What a gift to have had such a warm and relatively dry fall season. Emphasis on using the outdoors for health and safety reasons dictated more time outside, and it was lovely. Our school was already well set up for outdoor learning. We used our gardens and backwoods for instruction even in non-Covid years. Children learn from being in the natural world. It is calming, stimulating, and inspiring. A walk through the spacious grounds around school would demonstrate this on any given day. Students are enjoying meals on personal picnic blankets and playing the normal recess games, and in addition, some classes are building in the outdoor makerspace, clipping herbs from the garden or putting the garden to rest by reusing old plants in carefully created compost bins. Some students may be hiking to the backwoods with journals or sketchbooks, learning a new dance or rules to a new game on the school turf, while others are practicing on the recorder in a safely distanced music class. All happy, all experiencing the glory of outdoor classrooms in a time of much upheaval for so many. 

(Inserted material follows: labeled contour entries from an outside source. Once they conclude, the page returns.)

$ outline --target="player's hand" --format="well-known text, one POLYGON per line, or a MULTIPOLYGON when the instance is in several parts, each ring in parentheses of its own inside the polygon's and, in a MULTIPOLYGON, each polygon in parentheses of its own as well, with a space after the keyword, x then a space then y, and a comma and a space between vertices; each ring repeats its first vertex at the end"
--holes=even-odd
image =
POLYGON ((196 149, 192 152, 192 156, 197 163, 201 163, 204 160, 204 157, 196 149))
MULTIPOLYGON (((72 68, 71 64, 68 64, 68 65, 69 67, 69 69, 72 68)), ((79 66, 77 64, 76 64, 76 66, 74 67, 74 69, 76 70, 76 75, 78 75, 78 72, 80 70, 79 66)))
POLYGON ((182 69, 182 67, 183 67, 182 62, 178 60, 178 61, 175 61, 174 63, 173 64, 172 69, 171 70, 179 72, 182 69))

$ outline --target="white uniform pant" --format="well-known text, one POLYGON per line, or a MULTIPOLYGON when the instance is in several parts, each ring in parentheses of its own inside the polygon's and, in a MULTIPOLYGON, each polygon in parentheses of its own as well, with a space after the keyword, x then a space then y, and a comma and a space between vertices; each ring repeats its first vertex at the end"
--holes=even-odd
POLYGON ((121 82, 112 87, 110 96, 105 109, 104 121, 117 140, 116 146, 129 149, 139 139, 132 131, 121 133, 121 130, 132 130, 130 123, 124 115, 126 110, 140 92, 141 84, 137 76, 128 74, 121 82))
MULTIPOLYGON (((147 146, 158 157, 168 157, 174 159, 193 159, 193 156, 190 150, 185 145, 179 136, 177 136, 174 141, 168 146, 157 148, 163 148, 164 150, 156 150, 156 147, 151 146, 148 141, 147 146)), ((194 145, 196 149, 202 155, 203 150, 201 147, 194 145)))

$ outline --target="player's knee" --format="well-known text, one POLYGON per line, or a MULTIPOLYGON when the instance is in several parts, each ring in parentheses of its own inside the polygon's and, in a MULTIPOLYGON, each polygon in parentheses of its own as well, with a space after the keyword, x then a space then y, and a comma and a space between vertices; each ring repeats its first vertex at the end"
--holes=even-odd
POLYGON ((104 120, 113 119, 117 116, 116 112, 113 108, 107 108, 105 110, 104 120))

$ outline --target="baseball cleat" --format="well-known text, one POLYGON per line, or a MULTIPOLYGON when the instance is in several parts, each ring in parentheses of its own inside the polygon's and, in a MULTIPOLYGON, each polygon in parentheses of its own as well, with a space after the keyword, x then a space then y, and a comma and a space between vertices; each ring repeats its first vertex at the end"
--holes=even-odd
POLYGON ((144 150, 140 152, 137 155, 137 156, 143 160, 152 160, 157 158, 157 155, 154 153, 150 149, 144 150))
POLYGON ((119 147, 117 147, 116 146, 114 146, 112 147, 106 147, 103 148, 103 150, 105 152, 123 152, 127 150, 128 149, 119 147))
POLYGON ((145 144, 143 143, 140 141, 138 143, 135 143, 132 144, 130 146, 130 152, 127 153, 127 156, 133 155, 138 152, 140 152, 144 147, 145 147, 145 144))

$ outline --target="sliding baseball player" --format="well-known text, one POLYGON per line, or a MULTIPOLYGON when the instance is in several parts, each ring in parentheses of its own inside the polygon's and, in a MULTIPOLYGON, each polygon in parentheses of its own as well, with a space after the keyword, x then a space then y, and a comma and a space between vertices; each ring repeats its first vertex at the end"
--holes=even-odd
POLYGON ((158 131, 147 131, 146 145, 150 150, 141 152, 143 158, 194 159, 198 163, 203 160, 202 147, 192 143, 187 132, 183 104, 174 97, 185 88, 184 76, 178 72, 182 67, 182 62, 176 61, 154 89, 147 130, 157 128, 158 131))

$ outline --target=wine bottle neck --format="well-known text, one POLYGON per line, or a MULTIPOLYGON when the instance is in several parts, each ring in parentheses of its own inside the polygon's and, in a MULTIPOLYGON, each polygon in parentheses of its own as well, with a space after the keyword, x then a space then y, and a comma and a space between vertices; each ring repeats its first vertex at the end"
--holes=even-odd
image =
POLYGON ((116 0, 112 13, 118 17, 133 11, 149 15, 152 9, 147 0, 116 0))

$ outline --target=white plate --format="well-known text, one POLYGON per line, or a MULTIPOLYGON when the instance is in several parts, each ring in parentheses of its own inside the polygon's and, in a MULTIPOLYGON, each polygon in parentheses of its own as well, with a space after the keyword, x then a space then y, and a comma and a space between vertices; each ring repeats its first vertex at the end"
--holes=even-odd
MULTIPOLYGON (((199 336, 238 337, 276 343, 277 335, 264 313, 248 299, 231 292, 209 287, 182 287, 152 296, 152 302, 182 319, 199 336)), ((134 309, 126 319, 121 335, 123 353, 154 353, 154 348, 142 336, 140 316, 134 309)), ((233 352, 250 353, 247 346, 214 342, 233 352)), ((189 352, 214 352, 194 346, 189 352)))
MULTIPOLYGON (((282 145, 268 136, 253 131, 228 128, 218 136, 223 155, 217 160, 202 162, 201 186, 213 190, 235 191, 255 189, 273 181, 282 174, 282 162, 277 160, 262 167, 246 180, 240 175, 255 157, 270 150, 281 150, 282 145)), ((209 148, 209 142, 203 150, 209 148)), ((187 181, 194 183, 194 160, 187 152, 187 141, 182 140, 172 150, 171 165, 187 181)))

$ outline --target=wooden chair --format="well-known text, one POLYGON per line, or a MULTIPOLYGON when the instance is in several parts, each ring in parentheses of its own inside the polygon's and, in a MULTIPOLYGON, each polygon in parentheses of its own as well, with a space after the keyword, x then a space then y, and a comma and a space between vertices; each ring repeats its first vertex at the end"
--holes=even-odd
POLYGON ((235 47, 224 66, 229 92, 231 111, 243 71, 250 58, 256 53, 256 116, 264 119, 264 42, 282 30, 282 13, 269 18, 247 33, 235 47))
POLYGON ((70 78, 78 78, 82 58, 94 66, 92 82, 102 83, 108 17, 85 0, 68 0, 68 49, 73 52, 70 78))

The benefits of time, space and outside play- Washington Post article

We knew from the first day the power of human connection as it related to opening for a new school year. Our normal conditions of Responsive Classroom morning and afternoon meetings would be kept in the schedule and great emphasis would be placed on making sure our virtual students participated in this very valuable part of the day. Each week we would engage in an all lower school Morning Meeting to make sure the connection expanded beyond the classroom. It is a hallmark of our school- genuine community experiences. Even if cross-division would be hard to achieve this year, our lower school division would seek out these community “memory makers”. Halloween was a pinnacle for us as we not only were able to bring some of our involved parents on to campus, but we were able to create an all-school parade, trunk-or-treat event and spooky woods walk, all with Covid restrictions and protocols intact. 

Perhaps most meaningful in our planning and construction of a school year that could succeed despite a raging pandemic was our consideration of the “small moments”. We opened most days with bubble machines at the entrance to remind the girls that school can be joyful and playful. These are children living in a complex world. Their smiles and giggles were reminders of the need to keep small moments coming. We ended each week all fall with popsicles. Because- popsicles! It was a promise I made on a ZOOM call last spring, and it has been a welcome reward. A recent diversion from the daily academic activity was a challenge for the girls to create a Marshmallow Dispenser that would be Covid-safe. Maybe popsicles would have to transition to hot chocolate in the colder weather. The challenge to allow for marshmallows to decorate the warm Friday treats was taken on by almost every student. Two winners later, the girls were distracted from the levity of the moment and now anticipate winter treats in community with each other. 

Just what we need to keep going into the unknown the remainder of this school year- small moments together that keep us connected, safe, comfortably outdoors, and well.